House Hunting
It’s been a great week for us here in Dallas. The weather has been darn near perfect, and a break to remember sacrifices paid made the week shorter, though bittersweet.
We’ve been busy of late searching for homes. Sarah and I would love to live closer to PBC, which would allow us more convenient access into life-events that build the fellowship. It would cause us to move away from downtown Dallas, but neither of us will miss the nightlife much. We may have even found a great place. All we have to do now is smile big enough to convince the bank that we’re good for the money. I thought a good argument would be that after taking on this loan we would still be in less debt than the federal government is in (per capita, mind you), but maybe that’s not the best idea.

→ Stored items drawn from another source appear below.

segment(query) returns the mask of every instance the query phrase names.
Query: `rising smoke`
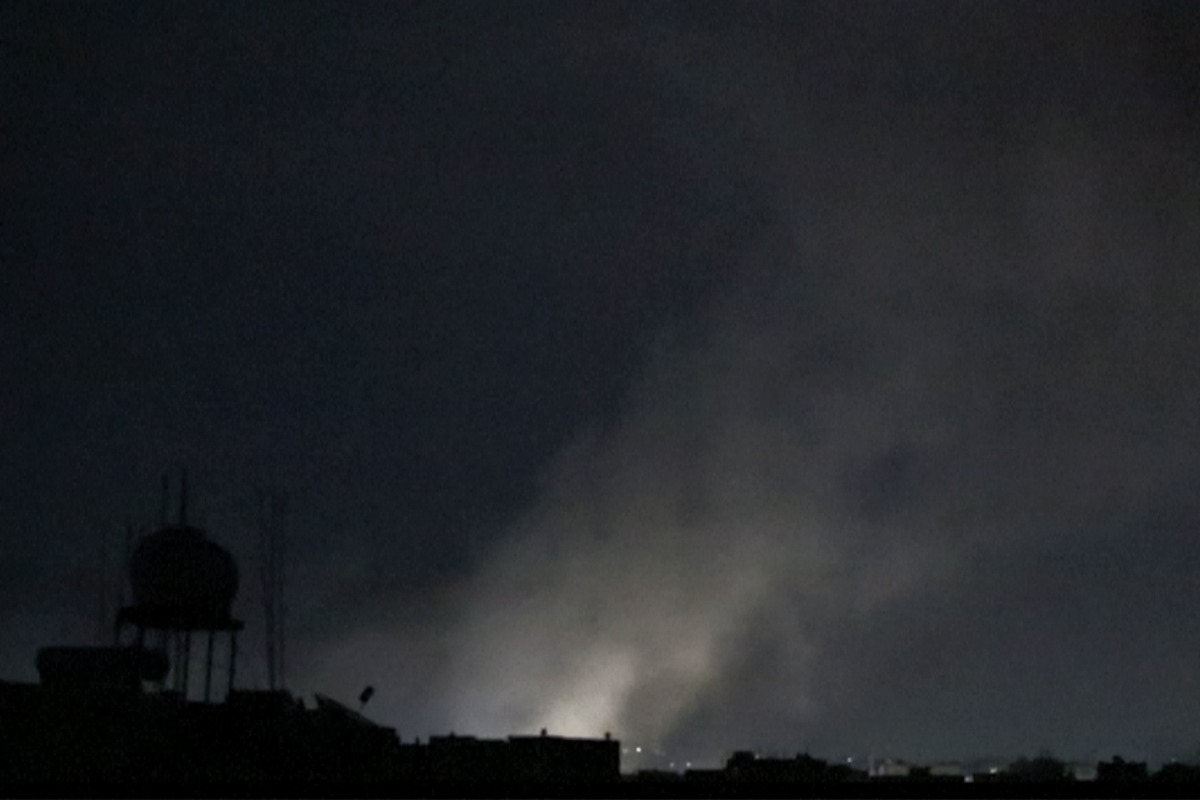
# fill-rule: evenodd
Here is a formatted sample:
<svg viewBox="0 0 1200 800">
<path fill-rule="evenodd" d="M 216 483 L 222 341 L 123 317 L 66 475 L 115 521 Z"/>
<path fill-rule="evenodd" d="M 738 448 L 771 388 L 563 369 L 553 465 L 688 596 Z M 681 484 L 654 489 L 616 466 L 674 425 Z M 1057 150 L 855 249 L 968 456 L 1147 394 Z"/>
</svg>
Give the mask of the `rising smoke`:
<svg viewBox="0 0 1200 800">
<path fill-rule="evenodd" d="M 773 213 L 436 625 L 345 651 L 406 642 L 445 705 L 405 702 L 460 732 L 709 763 L 1189 745 L 1194 702 L 1118 700 L 1148 653 L 1184 674 L 1200 598 L 1148 643 L 1161 609 L 1106 566 L 1161 574 L 1200 444 L 1195 145 L 1111 49 L 1150 34 L 804 8 L 792 36 L 618 25 L 573 54 L 690 108 L 662 121 L 681 162 L 743 148 Z"/>
<path fill-rule="evenodd" d="M 953 66 L 951 43 L 927 44 Z M 1070 58 L 1108 55 L 1076 45 Z M 665 333 L 621 419 L 547 468 L 470 588 L 451 714 L 464 729 L 611 730 L 709 759 L 823 735 L 942 755 L 1086 749 L 1078 732 L 1029 721 L 980 733 L 989 714 L 1005 719 L 1006 670 L 1025 664 L 1037 681 L 1028 651 L 1042 645 L 1018 631 L 982 676 L 962 677 L 969 656 L 930 668 L 960 692 L 941 734 L 862 708 L 914 680 L 937 705 L 936 686 L 900 671 L 889 687 L 842 659 L 929 648 L 939 625 L 953 652 L 984 624 L 954 611 L 967 576 L 1023 565 L 989 598 L 1002 603 L 1021 569 L 1039 582 L 1069 571 L 1035 563 L 1045 542 L 1084 551 L 1122 510 L 1175 501 L 1175 476 L 1196 466 L 1200 396 L 1200 287 L 1186 269 L 1200 195 L 1182 177 L 1194 148 L 1170 118 L 1048 101 L 992 108 L 989 127 L 937 89 L 916 109 L 888 110 L 871 87 L 876 110 L 798 107 L 777 91 L 796 60 L 742 52 L 700 75 L 660 63 L 673 88 L 686 73 L 717 87 L 698 102 L 744 112 L 733 125 L 778 214 L 703 333 Z M 1026 620 L 1038 637 L 1074 619 L 1041 613 Z M 1003 691 L 1010 706 L 1039 696 Z M 971 725 L 976 743 L 955 751 Z"/>
</svg>

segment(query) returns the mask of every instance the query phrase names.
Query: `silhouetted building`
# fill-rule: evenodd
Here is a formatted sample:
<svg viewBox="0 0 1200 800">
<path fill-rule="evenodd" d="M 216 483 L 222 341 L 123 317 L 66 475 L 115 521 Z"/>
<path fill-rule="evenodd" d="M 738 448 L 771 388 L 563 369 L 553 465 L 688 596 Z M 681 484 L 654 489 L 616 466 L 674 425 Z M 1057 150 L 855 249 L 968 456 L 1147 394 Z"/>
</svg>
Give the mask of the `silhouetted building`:
<svg viewBox="0 0 1200 800">
<path fill-rule="evenodd" d="M 1145 761 L 1126 761 L 1120 756 L 1113 756 L 1112 761 L 1101 761 L 1096 765 L 1097 781 L 1144 781 L 1149 777 Z"/>
<path fill-rule="evenodd" d="M 522 782 L 595 782 L 616 780 L 621 745 L 612 737 L 568 739 L 549 736 L 508 737 L 513 777 Z"/>
<path fill-rule="evenodd" d="M 1075 779 L 1074 773 L 1067 769 L 1065 763 L 1045 755 L 1037 758 L 1018 758 L 1008 765 L 1005 774 L 1010 780 L 1038 783 L 1055 783 Z"/>
<path fill-rule="evenodd" d="M 433 781 L 457 783 L 507 782 L 514 770 L 508 742 L 474 736 L 431 736 L 425 756 L 425 773 Z"/>
<path fill-rule="evenodd" d="M 1169 764 L 1163 764 L 1158 772 L 1154 773 L 1152 780 L 1160 783 L 1187 783 L 1200 786 L 1200 765 L 1180 764 L 1172 761 Z"/>
<path fill-rule="evenodd" d="M 795 758 L 759 758 L 740 750 L 725 763 L 729 780 L 752 783 L 830 783 L 857 780 L 866 773 L 845 764 L 830 766 L 828 761 L 800 753 Z"/>
</svg>

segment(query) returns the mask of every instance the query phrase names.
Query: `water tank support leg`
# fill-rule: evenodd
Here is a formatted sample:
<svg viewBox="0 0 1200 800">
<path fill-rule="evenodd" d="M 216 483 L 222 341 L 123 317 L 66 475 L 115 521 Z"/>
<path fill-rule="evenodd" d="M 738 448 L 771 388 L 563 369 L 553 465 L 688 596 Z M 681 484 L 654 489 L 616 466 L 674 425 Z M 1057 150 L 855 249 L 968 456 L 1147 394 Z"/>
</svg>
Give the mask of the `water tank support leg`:
<svg viewBox="0 0 1200 800">
<path fill-rule="evenodd" d="M 166 639 L 166 650 L 171 654 L 171 689 L 178 692 L 183 685 L 183 659 L 179 657 L 179 636 L 169 633 Z"/>
<path fill-rule="evenodd" d="M 187 700 L 192 669 L 192 632 L 183 634 L 183 699 Z"/>
<path fill-rule="evenodd" d="M 204 657 L 204 702 L 212 696 L 213 632 L 208 632 L 208 651 Z"/>
<path fill-rule="evenodd" d="M 233 675 L 237 670 L 237 631 L 229 632 L 229 693 L 233 693 Z"/>
</svg>

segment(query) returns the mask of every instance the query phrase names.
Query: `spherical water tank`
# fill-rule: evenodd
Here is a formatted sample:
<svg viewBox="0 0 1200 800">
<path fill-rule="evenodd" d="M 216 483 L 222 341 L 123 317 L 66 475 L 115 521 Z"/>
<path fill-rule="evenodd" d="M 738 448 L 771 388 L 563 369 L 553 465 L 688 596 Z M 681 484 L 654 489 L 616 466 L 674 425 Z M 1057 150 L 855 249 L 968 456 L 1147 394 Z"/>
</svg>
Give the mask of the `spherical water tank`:
<svg viewBox="0 0 1200 800">
<path fill-rule="evenodd" d="M 184 616 L 227 618 L 238 590 L 238 570 L 225 548 L 199 528 L 163 528 L 138 543 L 129 563 L 138 606 Z"/>
</svg>

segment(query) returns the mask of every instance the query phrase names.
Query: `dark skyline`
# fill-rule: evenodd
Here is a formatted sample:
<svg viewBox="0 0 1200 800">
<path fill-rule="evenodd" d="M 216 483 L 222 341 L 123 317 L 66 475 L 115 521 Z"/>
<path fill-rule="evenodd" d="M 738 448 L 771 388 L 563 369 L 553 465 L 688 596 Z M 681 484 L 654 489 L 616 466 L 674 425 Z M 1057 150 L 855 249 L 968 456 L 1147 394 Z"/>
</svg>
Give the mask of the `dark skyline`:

[aside: this past weekend President Obama agreed that the federal government has too much debt. His solution: the government should spend more money for huge new entitlement programs. Does this sound crazy to anyone else?]
In other news, I’m enjoying reading books that aren’t assigned to me. I recently finished Amusing Ourselves to Death and was amazed at 1) how true the book was when written some 25 years ago and 2) how much has changed since first publication that showed how prophetic the book was. John Dyer notes this to some extent in his recent presentation, “Technology is not neutral.” He used this quote:
“I worry that the level of interrupt, the sort of overwhelming rapidity of information – and especially stressful information – is in fact affecting cognition. It is in fact affecting deeper thinking. I still believe that sitting down and reading a book is the best way to really learn something. And I worry that we’re losing that.”
The kicker is who said this quote: Eric Schmidt, CEO of Google. Yeah.
That’s all for now, unless you want to loan me money for a house. I’m good for it. Really.